All the prior shootings were ruled justified following coroner’s inquests. In five cases, autopsies found methamphetamine in the victims’ bodies. The sixth person shot by police had escaped from the Montana State Prison days before.
In Thursday’s shooting, the unidentified suspect who had been staying at the Day’s Inn reportedly entered the hotel’s lobby before dawn and threatened a female clerk.
He pointed a handgun at his own head, said he planned to start shooting and refused to drop the weapon during negotiations that lasted about 25 minutes, St. John said.
The unidentified suspect was shot three times in the chest by Officer David Raschkow as the suspect turned toward officers in the lobby with his gun still in his hand, St. John said. The clerk had fled by that time. The suspect died of his wounds several hours later.
“You have the suspect with the handgun turning to face the officer. He may have been attempting to shoot, he may not have. We will not know that,” St. John said. “The officer believed that his fellow officers in this case were at risk.”
No one else was injured. Raschkow is a Marine Corps veteran who has been with the Billings police for seven years. He was placed on paid administrative leave while the shooting is investigated.
In May 2012, Raschkow was placed on paid leave following an internal complaint that he had used excessive force, according to Billings Police Capt. Kevin Iffland. The case was closed and Raschkow was taken off leave that August, after an investigation found his actions did not violate department policies.
Other previous complaints against Raschkow were found to be legitimate but none involved excessive force, Iffland said. He declined to release details about those cases.
The clerk had called police at about 4 a.m. to report an armed man was at the Days Inn acting strangely and making irrational statements.
When officers arrived minutes later, the man was in the in the hotel office just off the lobby, where he could see security camera monitors showing that eight or nine officers had positioned themselves outside, St. John said. The man then threatened to start shooting.

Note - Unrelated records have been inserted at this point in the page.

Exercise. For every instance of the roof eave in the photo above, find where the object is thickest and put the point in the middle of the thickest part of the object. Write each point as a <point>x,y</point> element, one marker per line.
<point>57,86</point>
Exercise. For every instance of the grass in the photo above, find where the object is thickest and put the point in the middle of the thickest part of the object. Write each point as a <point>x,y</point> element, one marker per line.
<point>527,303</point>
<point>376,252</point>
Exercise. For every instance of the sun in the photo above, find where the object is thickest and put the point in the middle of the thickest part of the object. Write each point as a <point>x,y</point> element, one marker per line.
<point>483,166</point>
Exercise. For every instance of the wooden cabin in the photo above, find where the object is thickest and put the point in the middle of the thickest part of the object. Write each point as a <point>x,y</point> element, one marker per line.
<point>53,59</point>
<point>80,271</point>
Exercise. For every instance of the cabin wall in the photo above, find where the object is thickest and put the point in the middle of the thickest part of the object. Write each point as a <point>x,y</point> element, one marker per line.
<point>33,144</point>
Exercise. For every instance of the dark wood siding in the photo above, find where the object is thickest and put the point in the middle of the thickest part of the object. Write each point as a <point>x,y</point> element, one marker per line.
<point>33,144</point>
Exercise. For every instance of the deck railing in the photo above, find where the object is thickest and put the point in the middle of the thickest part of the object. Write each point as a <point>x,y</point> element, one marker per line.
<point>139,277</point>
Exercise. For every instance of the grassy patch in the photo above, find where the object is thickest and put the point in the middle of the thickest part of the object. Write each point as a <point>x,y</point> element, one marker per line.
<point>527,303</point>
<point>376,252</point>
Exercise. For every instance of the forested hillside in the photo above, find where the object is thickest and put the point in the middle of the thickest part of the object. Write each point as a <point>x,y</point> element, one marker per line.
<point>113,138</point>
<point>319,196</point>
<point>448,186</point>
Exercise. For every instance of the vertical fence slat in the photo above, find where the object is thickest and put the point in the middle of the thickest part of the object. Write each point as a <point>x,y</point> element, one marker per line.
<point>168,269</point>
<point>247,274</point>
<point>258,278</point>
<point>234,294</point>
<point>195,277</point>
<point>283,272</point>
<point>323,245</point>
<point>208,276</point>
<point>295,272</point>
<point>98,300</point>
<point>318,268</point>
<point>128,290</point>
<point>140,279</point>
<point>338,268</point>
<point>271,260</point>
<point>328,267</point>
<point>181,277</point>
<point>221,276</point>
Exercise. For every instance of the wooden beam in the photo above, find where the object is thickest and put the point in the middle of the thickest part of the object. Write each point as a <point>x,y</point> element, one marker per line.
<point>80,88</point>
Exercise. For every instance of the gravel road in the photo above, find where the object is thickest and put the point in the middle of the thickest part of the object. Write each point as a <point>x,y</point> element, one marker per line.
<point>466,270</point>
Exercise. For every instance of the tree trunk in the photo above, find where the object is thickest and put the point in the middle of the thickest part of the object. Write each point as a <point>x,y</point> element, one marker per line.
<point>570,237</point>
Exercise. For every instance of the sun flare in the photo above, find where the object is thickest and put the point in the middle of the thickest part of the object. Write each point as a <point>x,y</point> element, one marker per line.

The man was erratic, uncooperative and said things that did not make sense, making it difficult for officers to negotiate with him, St. John said.
Officers in the lobby could see the man in the office through an opening to the office behind the reception counter, authorities said.
The man stood up and was turning toward them with the gun in his hand when he was shot by Raschkow with a .223 caliber patrol rifle, St. John said.
After the shooting, officers performed CPR and the man was taken to the hospital, where he later died. His name and hometown were not immediately released.
St. John said it was not clear how long the man had been staying at the hotel or if he was staying there alone or with someone else. Authorities did not identify him because they were still notifying relatives about his death, said Yellowstone County Deputy Coroner Cliff Mahoney.
The investigation into Thursday’s shooting will be led by the Yellowstone County Sheriff’s Office to avoid any perceived conflict of interest, with Billings police in a supportive role, the chief said. A coroner’s inquest also will be scheduled.
Coroner’s inquests are legal proceedings required under Montana law whenever law enforcement is involved in a fatal shooting or someone dies in law enforcement custody.
The process involves a citizen jury that recommends whether criminal charges should be filed. A final decision is up to prosecutors.